Golobology is a work that has been made from 2012 through 2016 with life, light, and wood that encapsulates my time as a young adult, and speaks to the concept of entering adulthood in the early 21st century, the process of a university education, and what it means to be an artist figuring out their way through the world. Drawing on experiences ranging from snapchats, to drawings cut into the wood of me working on projects, to my social life and work in politics and activism, to fair-labor artist contracts, Golobology creates both a serious, reflective, intimate, and spiritual space while also being tongue-in-cheek and playful. It also connects with the idea of light as truth and the tradition of story-telling.

Assigned at..
Golobology

Assigned at Birth

James Moses and Kelsie Cabral

Plaster, Paint, Reed, and Reclaimed Fabric

The intention of Assigned at Birth is to remind the viewer that sex and gender are separate from one another, and although you may familiarize yourself with features of anatomy to be typically deemed masculine or feminine, assuming such is inappropriate. The various casted body parts represent the random chance at which our biology is assigned but determines in no way our gender or gender performance.

Presidents

Presidents

Edie Côté

Lithograph

Effortless and innocent childhood drawings, playthings and memorabilia worm their way into my contemporary adult perspective. Personal artifacts and memories are my primary sources and provoke me to either bring myself into their context or bring them into my context or neither or both. In this particular work, I used an object I acquired during my time living in Paris, a placemat from a café showing a charted list of every United States president until 2004. My dad and I took this find home and conducted quick research on the presidents concluding whether their terms made them “good” or “bad” thus representing my very first interest in politics. Thirteen years later I find myself disagreeing with my original brandings, but my interest has only grown stronger. As a child, my interests sorted these past leaders as a cast of characters in a story, separating the good guys from the bad guys. The original artifact installed intimacy and wonder in my 9-year-old self, but growing up has opened my mind to the harsh realities of the politics of my country. Mimicking my past opinions while shifting scale and media prompts a critical view, launching this once sentimental artifact into a confrontational subject. My fascination with this source has bred detachment as seen in my other work, but also a unique rejection. My 9-year-old views are clearly written, but my 22-year-old knowledge condemns their relevancy. The lines between personal history and public history become blurred, as I take on the task of removing sentimentality and replacing it with knowledge and facts. In giving myself the power to alter my own memories, I can reconcile with my significant life event and understand their connection to my contemporary context.

Doodle Room

Doodle Room

Alexander Golob ft. Community

Pen and Paper

Doodle Room provides an open space where people can play with – and contribute to – the art. While simple in concept, the work allows the viewer to enter into the world of art through direct action.

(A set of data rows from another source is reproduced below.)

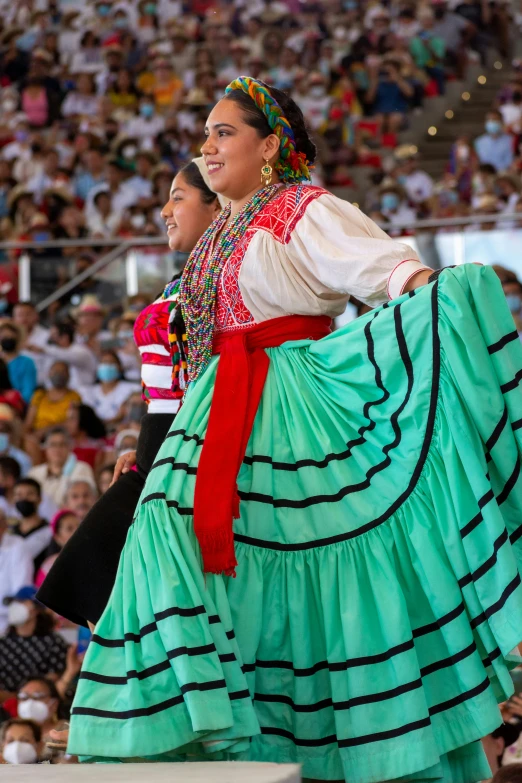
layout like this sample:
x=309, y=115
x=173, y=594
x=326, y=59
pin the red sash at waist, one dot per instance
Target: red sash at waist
x=241, y=375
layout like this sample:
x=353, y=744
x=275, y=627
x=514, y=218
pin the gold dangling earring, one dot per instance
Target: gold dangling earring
x=266, y=174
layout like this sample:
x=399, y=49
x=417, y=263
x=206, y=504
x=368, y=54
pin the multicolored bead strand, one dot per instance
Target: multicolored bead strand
x=198, y=290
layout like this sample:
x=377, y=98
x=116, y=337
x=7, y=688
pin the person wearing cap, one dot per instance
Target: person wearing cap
x=16, y=568
x=31, y=645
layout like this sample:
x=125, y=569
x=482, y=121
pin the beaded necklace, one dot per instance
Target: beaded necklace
x=198, y=290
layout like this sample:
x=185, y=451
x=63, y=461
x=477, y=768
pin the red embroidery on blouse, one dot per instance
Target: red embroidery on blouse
x=279, y=218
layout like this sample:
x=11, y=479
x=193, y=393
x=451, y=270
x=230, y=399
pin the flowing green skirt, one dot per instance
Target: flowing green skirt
x=378, y=596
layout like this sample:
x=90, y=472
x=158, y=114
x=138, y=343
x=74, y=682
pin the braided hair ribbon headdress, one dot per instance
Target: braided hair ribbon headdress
x=292, y=166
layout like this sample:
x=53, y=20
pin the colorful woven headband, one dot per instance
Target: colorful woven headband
x=292, y=166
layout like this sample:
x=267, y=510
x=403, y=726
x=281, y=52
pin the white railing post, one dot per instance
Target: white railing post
x=24, y=277
x=131, y=272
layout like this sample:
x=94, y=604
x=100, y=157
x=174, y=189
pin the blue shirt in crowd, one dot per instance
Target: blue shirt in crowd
x=496, y=150
x=22, y=374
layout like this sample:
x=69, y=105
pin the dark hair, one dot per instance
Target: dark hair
x=29, y=482
x=65, y=329
x=257, y=120
x=49, y=684
x=89, y=422
x=35, y=728
x=511, y=773
x=193, y=177
x=5, y=382
x=10, y=467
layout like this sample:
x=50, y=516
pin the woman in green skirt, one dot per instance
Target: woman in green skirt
x=323, y=567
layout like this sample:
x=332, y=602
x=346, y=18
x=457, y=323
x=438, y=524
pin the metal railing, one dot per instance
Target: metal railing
x=423, y=234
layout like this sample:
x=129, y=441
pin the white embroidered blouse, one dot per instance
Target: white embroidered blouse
x=305, y=253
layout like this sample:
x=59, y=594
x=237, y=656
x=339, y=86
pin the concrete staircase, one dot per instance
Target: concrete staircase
x=468, y=117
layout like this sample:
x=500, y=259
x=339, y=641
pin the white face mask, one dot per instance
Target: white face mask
x=31, y=709
x=17, y=613
x=20, y=753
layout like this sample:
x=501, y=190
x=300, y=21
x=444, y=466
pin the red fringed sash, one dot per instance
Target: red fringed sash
x=240, y=378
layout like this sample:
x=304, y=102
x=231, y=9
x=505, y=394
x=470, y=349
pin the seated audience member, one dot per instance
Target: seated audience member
x=128, y=351
x=107, y=396
x=21, y=369
x=87, y=432
x=61, y=466
x=80, y=498
x=511, y=773
x=80, y=360
x=63, y=524
x=9, y=474
x=7, y=449
x=49, y=407
x=35, y=532
x=16, y=568
x=30, y=644
x=26, y=317
x=38, y=699
x=394, y=206
x=20, y=742
x=105, y=477
x=133, y=410
x=9, y=395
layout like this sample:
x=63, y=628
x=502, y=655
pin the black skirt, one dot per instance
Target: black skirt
x=80, y=582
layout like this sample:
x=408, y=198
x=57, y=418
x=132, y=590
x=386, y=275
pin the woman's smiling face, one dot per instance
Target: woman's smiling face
x=234, y=152
x=186, y=215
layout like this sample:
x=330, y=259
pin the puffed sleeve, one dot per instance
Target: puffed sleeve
x=347, y=252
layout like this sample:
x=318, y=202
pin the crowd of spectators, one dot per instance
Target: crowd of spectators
x=483, y=175
x=101, y=101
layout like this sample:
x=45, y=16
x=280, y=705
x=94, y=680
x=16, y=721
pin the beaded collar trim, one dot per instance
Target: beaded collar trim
x=198, y=289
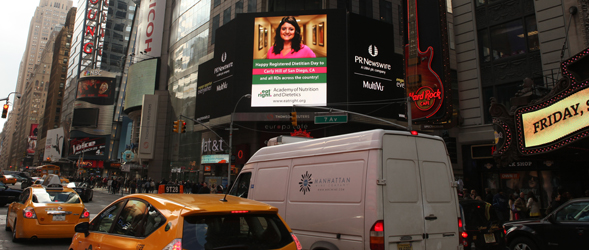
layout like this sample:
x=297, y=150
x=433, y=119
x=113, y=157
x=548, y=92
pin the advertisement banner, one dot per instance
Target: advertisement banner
x=148, y=123
x=290, y=61
x=54, y=144
x=88, y=146
x=32, y=139
x=375, y=71
x=151, y=28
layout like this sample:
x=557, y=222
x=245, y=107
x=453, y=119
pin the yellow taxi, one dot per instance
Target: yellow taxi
x=185, y=221
x=7, y=179
x=49, y=210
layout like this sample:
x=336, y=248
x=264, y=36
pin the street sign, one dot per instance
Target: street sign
x=323, y=119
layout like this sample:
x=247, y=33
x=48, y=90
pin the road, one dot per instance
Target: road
x=101, y=199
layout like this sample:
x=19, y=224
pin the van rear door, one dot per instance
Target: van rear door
x=440, y=203
x=420, y=210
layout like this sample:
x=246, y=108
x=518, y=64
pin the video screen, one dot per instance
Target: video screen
x=290, y=61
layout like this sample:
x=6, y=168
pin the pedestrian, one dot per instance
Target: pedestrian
x=473, y=194
x=520, y=207
x=488, y=195
x=533, y=205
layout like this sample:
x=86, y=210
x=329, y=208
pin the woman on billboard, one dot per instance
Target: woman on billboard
x=288, y=41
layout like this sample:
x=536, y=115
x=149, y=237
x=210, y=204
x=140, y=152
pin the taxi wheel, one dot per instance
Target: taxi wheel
x=14, y=238
x=522, y=243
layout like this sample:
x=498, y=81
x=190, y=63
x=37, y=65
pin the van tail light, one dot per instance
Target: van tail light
x=176, y=244
x=85, y=214
x=29, y=213
x=377, y=236
x=296, y=240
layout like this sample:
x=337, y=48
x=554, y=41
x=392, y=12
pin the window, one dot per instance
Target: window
x=226, y=15
x=132, y=219
x=508, y=39
x=103, y=221
x=215, y=25
x=386, y=11
x=239, y=7
x=252, y=6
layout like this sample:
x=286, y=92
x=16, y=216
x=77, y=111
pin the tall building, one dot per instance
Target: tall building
x=52, y=114
x=49, y=15
x=99, y=45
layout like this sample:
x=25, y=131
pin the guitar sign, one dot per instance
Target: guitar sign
x=423, y=85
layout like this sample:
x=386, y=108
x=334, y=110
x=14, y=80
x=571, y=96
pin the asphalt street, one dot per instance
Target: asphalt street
x=101, y=199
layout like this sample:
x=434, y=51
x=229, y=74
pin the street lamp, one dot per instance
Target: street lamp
x=231, y=138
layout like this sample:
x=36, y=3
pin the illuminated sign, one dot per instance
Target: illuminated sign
x=561, y=119
x=209, y=159
x=97, y=11
x=290, y=61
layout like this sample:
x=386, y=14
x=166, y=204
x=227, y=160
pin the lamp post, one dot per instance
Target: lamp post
x=231, y=138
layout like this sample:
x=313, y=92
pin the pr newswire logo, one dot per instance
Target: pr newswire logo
x=373, y=50
x=264, y=93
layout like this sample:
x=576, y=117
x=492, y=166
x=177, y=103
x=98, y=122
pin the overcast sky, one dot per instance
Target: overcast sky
x=14, y=29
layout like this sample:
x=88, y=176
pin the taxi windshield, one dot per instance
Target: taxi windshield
x=235, y=231
x=56, y=197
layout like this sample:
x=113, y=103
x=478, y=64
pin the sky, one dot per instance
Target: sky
x=14, y=29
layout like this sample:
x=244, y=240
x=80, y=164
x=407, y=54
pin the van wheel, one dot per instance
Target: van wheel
x=14, y=238
x=522, y=244
x=6, y=227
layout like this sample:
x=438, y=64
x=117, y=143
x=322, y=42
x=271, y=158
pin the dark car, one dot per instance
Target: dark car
x=567, y=227
x=84, y=190
x=8, y=195
x=480, y=227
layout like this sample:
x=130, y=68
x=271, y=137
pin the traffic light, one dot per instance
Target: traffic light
x=5, y=110
x=293, y=118
x=176, y=126
x=183, y=129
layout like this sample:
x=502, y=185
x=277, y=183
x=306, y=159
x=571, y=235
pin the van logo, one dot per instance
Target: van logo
x=306, y=182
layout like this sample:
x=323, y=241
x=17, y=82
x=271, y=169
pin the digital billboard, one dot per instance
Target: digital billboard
x=290, y=61
x=89, y=146
x=141, y=81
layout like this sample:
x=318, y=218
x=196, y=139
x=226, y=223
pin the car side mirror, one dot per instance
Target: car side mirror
x=83, y=227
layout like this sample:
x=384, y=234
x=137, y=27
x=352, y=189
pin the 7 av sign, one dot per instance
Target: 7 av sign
x=324, y=119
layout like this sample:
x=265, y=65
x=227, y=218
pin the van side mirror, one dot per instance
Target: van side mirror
x=82, y=227
x=551, y=219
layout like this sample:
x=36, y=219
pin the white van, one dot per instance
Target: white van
x=369, y=190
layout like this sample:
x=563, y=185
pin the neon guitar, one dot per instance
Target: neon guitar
x=424, y=86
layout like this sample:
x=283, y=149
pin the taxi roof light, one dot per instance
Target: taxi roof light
x=29, y=213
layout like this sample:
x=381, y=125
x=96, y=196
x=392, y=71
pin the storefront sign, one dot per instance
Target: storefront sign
x=562, y=119
x=220, y=158
x=510, y=176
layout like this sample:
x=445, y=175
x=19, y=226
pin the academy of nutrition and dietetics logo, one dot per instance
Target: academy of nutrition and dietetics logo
x=372, y=50
x=305, y=183
x=223, y=56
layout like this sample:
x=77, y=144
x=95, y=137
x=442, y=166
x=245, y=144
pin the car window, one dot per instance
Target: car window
x=24, y=196
x=241, y=188
x=252, y=231
x=132, y=219
x=56, y=197
x=103, y=221
x=154, y=220
x=578, y=211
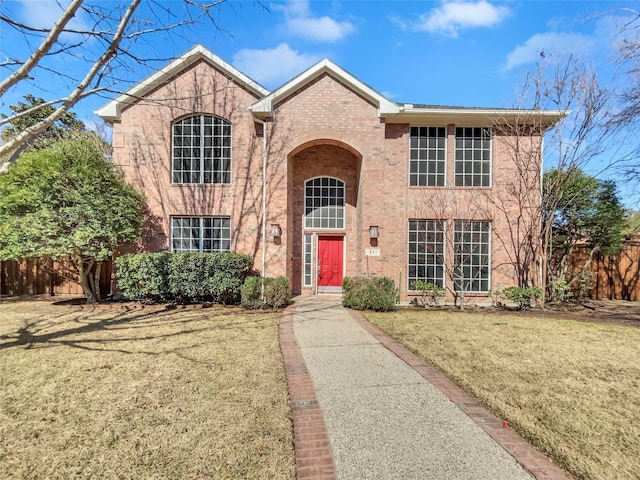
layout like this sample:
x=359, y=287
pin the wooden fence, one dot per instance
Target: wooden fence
x=617, y=277
x=39, y=277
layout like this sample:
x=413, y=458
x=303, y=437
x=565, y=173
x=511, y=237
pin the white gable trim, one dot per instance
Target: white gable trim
x=111, y=111
x=264, y=108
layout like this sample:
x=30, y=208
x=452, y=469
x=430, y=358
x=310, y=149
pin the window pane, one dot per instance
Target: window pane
x=427, y=156
x=426, y=236
x=472, y=259
x=473, y=157
x=196, y=135
x=324, y=203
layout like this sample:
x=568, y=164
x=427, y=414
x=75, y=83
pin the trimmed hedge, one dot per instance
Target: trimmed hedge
x=183, y=277
x=277, y=293
x=369, y=293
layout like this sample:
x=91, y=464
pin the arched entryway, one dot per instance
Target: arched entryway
x=323, y=210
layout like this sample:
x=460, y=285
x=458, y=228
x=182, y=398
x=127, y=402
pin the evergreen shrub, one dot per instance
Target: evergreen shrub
x=369, y=293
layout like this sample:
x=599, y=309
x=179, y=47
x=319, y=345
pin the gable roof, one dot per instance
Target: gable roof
x=392, y=111
x=264, y=107
x=111, y=111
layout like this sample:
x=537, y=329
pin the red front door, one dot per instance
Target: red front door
x=330, y=264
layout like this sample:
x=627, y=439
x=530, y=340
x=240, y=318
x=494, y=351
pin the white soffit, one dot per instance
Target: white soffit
x=471, y=116
x=264, y=107
x=111, y=111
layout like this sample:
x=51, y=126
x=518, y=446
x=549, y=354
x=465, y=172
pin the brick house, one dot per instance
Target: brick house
x=322, y=178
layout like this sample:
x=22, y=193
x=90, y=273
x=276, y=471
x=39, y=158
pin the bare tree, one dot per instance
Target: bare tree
x=106, y=41
x=627, y=118
x=575, y=137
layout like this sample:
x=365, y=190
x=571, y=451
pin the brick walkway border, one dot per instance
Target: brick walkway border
x=530, y=458
x=314, y=460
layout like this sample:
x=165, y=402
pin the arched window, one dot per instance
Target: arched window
x=201, y=150
x=324, y=203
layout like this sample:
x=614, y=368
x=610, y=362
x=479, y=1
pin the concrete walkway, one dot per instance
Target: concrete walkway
x=384, y=418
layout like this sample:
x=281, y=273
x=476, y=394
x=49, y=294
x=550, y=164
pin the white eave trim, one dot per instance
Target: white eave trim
x=264, y=108
x=474, y=116
x=111, y=111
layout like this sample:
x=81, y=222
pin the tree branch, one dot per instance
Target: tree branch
x=42, y=50
x=30, y=132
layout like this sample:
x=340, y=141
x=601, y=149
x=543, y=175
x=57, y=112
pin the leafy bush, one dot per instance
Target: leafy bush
x=369, y=293
x=428, y=293
x=561, y=291
x=144, y=277
x=277, y=293
x=183, y=277
x=521, y=296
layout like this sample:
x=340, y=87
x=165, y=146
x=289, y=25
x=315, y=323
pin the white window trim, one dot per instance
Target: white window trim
x=444, y=251
x=344, y=207
x=446, y=156
x=490, y=157
x=202, y=115
x=201, y=236
x=489, y=254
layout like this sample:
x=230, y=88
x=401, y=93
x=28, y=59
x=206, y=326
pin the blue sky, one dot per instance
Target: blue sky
x=466, y=53
x=447, y=53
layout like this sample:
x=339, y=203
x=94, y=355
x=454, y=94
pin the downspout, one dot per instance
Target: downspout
x=541, y=268
x=264, y=203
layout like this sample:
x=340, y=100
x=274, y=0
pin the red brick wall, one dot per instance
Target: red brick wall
x=323, y=129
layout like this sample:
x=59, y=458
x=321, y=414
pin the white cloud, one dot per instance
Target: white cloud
x=551, y=43
x=451, y=17
x=300, y=22
x=272, y=66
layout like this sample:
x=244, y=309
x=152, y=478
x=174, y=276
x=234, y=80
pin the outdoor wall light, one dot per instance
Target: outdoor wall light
x=276, y=231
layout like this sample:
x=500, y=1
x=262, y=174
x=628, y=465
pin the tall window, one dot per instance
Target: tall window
x=426, y=252
x=427, y=156
x=472, y=257
x=200, y=234
x=201, y=150
x=473, y=157
x=324, y=203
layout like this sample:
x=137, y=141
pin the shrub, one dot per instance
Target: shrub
x=522, y=296
x=277, y=293
x=428, y=293
x=369, y=293
x=183, y=277
x=143, y=277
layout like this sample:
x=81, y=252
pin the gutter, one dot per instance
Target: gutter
x=264, y=203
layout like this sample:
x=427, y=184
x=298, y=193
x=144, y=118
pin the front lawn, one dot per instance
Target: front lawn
x=91, y=392
x=572, y=388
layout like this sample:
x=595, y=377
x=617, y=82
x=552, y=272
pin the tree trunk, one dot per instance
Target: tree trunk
x=96, y=281
x=84, y=272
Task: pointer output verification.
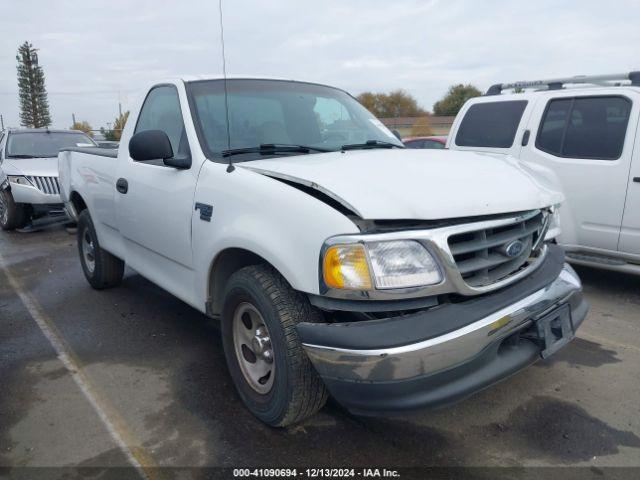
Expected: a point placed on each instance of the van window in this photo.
(491, 124)
(585, 127)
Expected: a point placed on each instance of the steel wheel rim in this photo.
(88, 251)
(4, 211)
(252, 345)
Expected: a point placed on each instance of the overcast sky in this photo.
(97, 53)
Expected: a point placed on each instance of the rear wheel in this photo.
(101, 269)
(12, 215)
(267, 363)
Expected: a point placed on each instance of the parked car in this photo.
(355, 269)
(589, 137)
(28, 157)
(435, 142)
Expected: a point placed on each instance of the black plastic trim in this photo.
(372, 306)
(495, 363)
(427, 324)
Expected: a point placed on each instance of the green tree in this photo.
(83, 127)
(34, 105)
(397, 103)
(455, 98)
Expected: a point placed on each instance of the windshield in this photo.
(44, 144)
(266, 112)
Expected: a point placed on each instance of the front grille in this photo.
(48, 185)
(488, 255)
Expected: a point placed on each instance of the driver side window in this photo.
(161, 111)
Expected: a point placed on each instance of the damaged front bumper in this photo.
(441, 355)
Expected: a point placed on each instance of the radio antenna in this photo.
(230, 167)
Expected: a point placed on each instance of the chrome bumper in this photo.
(453, 348)
(33, 196)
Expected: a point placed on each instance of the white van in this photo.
(586, 130)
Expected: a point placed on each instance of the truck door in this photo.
(630, 233)
(154, 201)
(583, 139)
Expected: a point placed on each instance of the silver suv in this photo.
(29, 160)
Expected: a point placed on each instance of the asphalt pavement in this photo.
(134, 377)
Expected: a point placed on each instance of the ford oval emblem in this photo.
(513, 249)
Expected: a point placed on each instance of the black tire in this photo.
(297, 391)
(106, 270)
(12, 215)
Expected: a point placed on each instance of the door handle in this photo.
(122, 185)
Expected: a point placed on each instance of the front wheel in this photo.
(101, 269)
(267, 363)
(12, 215)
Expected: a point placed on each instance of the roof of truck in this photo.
(198, 78)
(533, 94)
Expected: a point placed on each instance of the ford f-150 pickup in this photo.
(337, 261)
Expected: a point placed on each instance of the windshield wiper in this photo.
(271, 148)
(370, 144)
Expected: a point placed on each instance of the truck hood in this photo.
(35, 167)
(389, 184)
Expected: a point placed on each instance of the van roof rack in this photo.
(559, 83)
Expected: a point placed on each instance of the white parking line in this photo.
(136, 456)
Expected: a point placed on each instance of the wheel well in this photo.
(226, 264)
(78, 202)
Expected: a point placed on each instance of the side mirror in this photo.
(150, 145)
(154, 145)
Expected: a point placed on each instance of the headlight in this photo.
(402, 264)
(19, 180)
(388, 265)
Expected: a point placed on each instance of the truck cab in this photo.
(336, 260)
(585, 130)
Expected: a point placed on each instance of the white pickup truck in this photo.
(336, 260)
(585, 129)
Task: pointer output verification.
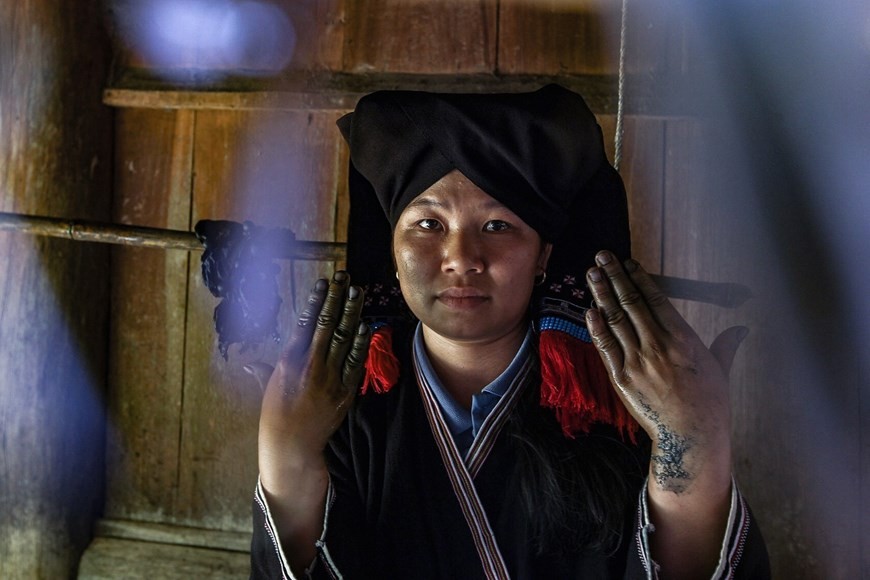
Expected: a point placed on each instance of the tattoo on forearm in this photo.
(668, 466)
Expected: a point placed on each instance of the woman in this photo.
(497, 447)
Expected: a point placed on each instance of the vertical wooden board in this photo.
(276, 169)
(557, 37)
(786, 458)
(149, 286)
(412, 36)
(641, 168)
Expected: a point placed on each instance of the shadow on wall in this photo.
(789, 81)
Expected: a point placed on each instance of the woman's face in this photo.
(466, 263)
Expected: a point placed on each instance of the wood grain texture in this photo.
(556, 37)
(154, 158)
(641, 168)
(276, 169)
(55, 149)
(795, 452)
(443, 36)
(110, 558)
(252, 39)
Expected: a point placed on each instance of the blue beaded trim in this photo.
(566, 326)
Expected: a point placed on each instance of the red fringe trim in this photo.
(575, 384)
(382, 366)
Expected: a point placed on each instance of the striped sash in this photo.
(462, 472)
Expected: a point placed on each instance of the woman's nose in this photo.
(462, 254)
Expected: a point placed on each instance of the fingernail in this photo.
(595, 275)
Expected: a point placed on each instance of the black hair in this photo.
(576, 493)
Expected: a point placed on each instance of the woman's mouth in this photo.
(462, 298)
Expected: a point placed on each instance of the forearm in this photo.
(296, 493)
(690, 514)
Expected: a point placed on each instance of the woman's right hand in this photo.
(306, 399)
(315, 380)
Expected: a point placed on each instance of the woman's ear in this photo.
(544, 258)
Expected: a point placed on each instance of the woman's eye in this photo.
(429, 224)
(496, 226)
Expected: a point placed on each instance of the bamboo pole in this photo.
(91, 231)
(723, 294)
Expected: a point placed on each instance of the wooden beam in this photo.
(720, 293)
(142, 88)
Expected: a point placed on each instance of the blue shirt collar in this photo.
(458, 419)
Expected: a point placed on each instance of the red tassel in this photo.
(575, 384)
(382, 366)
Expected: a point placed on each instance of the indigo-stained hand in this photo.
(674, 386)
(310, 390)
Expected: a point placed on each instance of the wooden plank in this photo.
(172, 534)
(642, 168)
(645, 95)
(109, 558)
(277, 169)
(153, 176)
(795, 451)
(447, 36)
(556, 37)
(298, 34)
(55, 151)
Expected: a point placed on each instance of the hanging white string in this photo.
(617, 145)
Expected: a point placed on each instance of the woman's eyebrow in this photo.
(425, 202)
(434, 202)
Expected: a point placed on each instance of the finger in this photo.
(617, 299)
(300, 336)
(608, 347)
(354, 365)
(262, 372)
(346, 329)
(725, 346)
(330, 314)
(657, 303)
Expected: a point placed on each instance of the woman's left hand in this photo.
(677, 390)
(671, 383)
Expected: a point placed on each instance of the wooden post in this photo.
(55, 159)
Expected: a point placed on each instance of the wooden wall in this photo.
(55, 159)
(181, 457)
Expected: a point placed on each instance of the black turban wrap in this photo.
(539, 153)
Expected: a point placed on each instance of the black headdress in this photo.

It is as much an art object as it is a conversation about how people express themselves and interact with each other.

Projections

Zachary McHale

Gif, Laserjet Print, and Projection

Doodle Room provides an open space where people can play with – and contribute to – the art. While simple in concept, the work allows the viewer to enter into the world of art through direct action. It is as much an art object as it is a conversation about how people express themselves and interact with each other.